I have written in this blog on many occasions about  the scientific research that the motive and reasons behind the conduct which caused the injury to your client is far more important than the facts about the negligent conduct. Proving the negligence is not the same thing as going behind the conduct and proving why the conduct took place. The doctor in a hurry is not the same case as the doctor failed to meet the standard of care in doing surgery. The question of why something happened is far more significant than the proof of the negligent actions itself.

Proof of wrong motives and evil intent are what really drive the verdict in a plaintiffs injury case. This is particularly true in malpractice cases.

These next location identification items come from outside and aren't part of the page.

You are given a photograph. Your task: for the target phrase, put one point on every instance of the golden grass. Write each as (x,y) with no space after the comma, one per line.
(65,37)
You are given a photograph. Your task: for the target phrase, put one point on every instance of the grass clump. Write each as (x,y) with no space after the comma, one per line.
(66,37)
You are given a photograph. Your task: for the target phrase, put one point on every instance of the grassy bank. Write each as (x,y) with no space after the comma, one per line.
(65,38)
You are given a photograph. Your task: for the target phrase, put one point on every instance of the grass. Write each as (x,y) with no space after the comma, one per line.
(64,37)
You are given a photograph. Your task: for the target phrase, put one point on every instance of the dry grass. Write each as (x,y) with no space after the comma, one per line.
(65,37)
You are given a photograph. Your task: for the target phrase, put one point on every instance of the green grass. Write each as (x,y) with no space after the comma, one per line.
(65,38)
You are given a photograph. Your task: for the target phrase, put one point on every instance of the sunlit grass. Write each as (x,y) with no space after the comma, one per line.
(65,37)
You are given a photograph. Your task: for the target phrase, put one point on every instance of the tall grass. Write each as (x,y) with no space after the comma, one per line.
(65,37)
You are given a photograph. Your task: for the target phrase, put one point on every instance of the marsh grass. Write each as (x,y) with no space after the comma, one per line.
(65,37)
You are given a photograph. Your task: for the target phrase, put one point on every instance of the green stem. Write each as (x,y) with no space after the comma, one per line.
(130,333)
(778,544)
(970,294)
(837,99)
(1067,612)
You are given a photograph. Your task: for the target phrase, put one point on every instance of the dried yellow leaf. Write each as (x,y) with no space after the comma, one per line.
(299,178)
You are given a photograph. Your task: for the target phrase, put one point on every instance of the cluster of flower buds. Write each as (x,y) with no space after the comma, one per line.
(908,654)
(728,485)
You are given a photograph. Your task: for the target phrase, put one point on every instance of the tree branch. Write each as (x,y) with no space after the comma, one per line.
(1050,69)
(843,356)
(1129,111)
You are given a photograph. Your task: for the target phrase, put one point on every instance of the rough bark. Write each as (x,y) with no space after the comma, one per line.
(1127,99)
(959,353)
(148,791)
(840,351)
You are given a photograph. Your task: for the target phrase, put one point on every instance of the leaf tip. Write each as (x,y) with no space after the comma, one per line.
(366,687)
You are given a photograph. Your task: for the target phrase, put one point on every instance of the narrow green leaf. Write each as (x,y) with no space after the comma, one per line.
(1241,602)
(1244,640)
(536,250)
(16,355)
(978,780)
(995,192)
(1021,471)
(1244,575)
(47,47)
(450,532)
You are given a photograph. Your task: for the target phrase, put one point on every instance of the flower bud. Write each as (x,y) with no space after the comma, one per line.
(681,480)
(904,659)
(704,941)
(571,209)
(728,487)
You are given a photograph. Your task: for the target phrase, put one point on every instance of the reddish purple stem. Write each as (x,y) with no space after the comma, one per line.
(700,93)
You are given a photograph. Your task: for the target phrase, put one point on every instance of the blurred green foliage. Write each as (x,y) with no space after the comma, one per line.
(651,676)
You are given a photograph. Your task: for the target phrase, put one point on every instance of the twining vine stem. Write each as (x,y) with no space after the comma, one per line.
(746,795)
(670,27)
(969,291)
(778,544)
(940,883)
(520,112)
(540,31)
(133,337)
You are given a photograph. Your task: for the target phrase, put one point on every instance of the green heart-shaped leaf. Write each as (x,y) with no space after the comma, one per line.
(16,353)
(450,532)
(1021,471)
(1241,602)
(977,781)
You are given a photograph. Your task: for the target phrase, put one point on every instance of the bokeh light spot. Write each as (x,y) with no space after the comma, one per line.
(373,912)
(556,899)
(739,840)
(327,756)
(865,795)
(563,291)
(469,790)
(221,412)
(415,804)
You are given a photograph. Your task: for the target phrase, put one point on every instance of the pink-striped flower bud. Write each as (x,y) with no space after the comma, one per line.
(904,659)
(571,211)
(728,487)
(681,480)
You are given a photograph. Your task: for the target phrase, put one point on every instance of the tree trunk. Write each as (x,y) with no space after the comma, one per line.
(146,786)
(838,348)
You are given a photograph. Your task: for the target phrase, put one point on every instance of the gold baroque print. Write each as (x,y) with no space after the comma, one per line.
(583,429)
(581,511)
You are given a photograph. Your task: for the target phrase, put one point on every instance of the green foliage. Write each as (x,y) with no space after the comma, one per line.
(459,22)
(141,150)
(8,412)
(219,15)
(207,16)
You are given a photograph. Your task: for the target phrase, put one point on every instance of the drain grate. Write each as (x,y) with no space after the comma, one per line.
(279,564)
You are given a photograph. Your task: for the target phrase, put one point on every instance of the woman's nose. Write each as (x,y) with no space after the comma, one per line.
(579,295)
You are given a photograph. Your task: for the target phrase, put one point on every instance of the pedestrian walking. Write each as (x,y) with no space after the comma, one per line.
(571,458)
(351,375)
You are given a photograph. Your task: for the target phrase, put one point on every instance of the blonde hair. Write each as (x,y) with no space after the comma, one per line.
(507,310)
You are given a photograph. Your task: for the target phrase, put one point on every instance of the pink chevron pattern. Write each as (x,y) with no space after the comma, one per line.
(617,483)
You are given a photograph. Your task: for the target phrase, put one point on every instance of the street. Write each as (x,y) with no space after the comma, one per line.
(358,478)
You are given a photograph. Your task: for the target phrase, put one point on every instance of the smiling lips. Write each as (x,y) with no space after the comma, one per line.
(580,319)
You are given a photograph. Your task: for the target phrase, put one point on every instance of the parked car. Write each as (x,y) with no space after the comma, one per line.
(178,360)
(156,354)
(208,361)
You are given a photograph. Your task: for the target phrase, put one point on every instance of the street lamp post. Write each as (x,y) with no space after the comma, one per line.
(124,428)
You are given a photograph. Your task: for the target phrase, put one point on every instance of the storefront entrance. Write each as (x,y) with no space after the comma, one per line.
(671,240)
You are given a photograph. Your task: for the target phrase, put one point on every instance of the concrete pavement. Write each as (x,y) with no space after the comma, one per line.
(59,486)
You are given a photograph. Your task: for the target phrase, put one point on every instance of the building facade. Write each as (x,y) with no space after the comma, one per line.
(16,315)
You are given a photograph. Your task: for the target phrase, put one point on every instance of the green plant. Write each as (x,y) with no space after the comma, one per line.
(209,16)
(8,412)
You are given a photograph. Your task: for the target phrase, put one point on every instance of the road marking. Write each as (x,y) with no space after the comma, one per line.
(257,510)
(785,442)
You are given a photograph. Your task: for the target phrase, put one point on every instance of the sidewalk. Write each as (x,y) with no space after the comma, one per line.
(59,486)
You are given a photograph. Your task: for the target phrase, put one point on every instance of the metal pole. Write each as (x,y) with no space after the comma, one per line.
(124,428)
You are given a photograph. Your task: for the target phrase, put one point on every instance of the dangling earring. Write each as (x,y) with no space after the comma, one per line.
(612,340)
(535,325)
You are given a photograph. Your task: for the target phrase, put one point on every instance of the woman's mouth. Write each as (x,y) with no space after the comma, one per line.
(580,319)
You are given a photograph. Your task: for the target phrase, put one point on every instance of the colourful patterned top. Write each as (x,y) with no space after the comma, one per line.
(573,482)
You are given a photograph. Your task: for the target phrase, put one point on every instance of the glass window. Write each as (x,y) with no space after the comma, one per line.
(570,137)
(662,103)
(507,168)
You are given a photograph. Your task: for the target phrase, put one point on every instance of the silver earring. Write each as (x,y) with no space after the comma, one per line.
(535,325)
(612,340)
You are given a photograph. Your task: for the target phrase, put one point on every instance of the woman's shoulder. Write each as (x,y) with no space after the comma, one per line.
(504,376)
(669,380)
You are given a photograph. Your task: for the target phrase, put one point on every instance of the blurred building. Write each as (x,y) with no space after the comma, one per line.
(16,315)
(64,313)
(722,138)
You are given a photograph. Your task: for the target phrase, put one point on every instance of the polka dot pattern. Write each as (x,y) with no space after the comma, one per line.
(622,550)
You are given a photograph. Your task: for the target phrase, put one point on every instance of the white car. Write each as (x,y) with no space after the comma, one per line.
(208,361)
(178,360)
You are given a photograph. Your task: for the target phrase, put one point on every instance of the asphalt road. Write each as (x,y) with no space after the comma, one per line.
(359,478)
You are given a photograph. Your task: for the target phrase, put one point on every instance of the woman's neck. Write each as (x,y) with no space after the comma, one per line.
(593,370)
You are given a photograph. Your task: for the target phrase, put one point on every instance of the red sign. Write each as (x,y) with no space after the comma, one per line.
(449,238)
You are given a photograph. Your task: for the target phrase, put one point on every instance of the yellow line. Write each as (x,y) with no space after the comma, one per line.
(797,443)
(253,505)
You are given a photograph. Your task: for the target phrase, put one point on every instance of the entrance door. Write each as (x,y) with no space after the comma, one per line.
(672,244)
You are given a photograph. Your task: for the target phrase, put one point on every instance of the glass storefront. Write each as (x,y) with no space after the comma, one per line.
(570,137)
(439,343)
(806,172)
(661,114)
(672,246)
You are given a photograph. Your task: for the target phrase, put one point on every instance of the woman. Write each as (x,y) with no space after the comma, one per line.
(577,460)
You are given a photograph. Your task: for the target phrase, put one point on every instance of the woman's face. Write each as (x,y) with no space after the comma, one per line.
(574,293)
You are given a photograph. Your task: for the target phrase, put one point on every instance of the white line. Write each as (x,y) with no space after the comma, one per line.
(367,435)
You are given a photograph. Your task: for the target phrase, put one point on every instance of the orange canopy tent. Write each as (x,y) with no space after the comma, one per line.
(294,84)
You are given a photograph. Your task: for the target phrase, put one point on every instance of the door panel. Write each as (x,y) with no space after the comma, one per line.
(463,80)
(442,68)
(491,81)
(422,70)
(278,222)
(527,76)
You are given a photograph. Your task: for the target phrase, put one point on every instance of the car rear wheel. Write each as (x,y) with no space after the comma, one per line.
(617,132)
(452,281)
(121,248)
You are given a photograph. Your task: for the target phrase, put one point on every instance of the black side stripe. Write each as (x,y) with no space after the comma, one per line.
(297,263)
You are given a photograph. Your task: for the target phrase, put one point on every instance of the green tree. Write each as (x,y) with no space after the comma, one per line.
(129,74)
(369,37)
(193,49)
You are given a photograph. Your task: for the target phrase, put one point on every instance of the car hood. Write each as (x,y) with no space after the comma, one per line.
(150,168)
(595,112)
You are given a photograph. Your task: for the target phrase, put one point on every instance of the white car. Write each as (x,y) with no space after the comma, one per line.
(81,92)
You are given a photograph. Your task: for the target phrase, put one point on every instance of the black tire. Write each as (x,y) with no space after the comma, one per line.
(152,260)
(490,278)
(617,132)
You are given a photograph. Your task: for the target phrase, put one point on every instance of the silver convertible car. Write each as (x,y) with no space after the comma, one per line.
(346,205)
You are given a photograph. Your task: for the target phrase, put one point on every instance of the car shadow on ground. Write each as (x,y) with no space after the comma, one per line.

This subject has been discussed in one of my favorite sources of information The Jury Expert. The last publication featured an article “if it feels bad to me, it’s wrong for you: the role of emotions in evaluating harmful acts” Their research and conclusions concur with the concept I advocate. In general, the article points out, there is a remarkable body of evidence which indicates that our minds are divided between reason and emotion, which together shape the way we think and behave. On a rational basis, all else being equal, we tend to favor whatever course of action leads to the greatest amount of benefit in the long run. When emotions are guiding our thinking, we are more likely to utilize a value or moral standard in our thinking and decisions. The two must both be in balance together for decision making.

Studies indicate that when we are judging other people’s conduct we tend to imagine what it would feel like to perform the behavior ourselves. Our reviewing  the conduct as if we were involved produces a reaction.  In some cases, this creates a feeling of aversion which dictates a judgment that the behavior was wrong: “if it feels bad to me to do it, it’s wrong for you to do it.” This then becomes the measuring stick in our minds for evaluating the conduct  of other  people.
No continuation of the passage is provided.